User-centered development was not really such a bad idea but it, too, missed an important point: all software systems are just tools. Since good tools support work, making someone’s job easier, faster, simpler, more flexible, or more fun, what is really important is not building software around users, but around uses. It may be nice to get software and applications developers to understand users, but what really matters is understanding what users are doing or trying to do, to understand the intended and necessary usage. Users are not the center of the universe. To design more usable software the most important issue is neither the user nor the user interface, but usage.

Ask Why

Why? Why is this needed? Why would users interact with this software? What are they trying to accomplish?

Just asking the question helps focus on fundamental issues of what would make the system more usable.

Principal Principles of Usability

First Rule: Access: “Good systems are usable — without help or instruction — by a user having knowledge and experience in the application domain but no experience with the system.”

Second Rule: Efficacy: “Good systems do not interfere with or impede efficient use by a skilled user having substantial experience with the system.”

Third Rule: Progression: “Good systems facilitate continuous advancement in knowledge, skill, and facility and accommodate progressive change in usage as the user gains experience with the system.”

Fourth Rule: Support: “Good systems support the real work that users are trying to accomplish, making it easier, simpler, faster or more fun.”

Fifth Rule: Context: “Good systems are suited to the conditions and environment of the actual operational context within which they are deployed.”

Visibility Principle: Keep all needed options and materials for a given task visible without distracting the user with extraneous or redundant information. Instead of WYSIWYG, use WYSIWYN: What-You-See-Is-What-You-Need.

Feedback Principle: Keep users informed of actions or interpretations, changes of state or condition, and errors or exceptions using clear, concise, and unambiguous language familiar to users.

Structure Principle: Organize the user interface purposefully, in meaningful and useful ways that put related things together and separate unrelated things based on clear, consistent models that are apparent and recognizable to users.

Reuse Principle: Reduce the need for users to rethink and remember by reusing internal and external components and behaviors, maintaining consistency with purpose rather than merely arbitrary consistency.
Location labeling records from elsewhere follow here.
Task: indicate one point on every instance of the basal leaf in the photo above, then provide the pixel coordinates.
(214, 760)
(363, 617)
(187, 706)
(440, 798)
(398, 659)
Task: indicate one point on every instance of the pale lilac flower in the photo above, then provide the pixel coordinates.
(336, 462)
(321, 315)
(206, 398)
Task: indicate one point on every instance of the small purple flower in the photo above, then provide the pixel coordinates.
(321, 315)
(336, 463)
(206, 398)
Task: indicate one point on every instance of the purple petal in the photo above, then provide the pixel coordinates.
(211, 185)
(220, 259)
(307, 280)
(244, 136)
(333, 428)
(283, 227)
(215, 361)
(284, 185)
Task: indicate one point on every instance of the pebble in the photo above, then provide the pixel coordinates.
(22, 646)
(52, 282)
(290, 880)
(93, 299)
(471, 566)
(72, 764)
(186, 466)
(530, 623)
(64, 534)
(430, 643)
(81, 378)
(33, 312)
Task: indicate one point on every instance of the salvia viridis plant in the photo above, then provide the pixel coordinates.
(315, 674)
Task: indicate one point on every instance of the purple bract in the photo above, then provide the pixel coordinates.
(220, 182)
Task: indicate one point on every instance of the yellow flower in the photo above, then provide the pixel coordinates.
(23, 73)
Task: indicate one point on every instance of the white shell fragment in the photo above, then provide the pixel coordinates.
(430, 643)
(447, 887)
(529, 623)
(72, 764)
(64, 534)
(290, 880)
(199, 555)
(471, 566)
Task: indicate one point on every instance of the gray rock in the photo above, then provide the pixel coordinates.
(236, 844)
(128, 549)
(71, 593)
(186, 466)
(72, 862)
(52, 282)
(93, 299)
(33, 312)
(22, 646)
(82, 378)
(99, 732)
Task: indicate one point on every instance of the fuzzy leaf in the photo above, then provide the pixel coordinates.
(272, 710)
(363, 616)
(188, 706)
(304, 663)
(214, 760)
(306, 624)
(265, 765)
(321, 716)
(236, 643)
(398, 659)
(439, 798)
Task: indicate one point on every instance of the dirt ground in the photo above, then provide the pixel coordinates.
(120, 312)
Tolerance Principle: Be flexible and tolerant, preventing errors where possible by tolerating varied inputs and sequences and by interpreting all reasonable actions reasonably; reduce the cost of mistakes and misuse by allowing undoing and redoing.

Simplicity Principles: Make simple, common, tasks simple to to, communicating straightforwardly in the user’s own language and providing good shortcuts that are meaningfully related to longer procedures.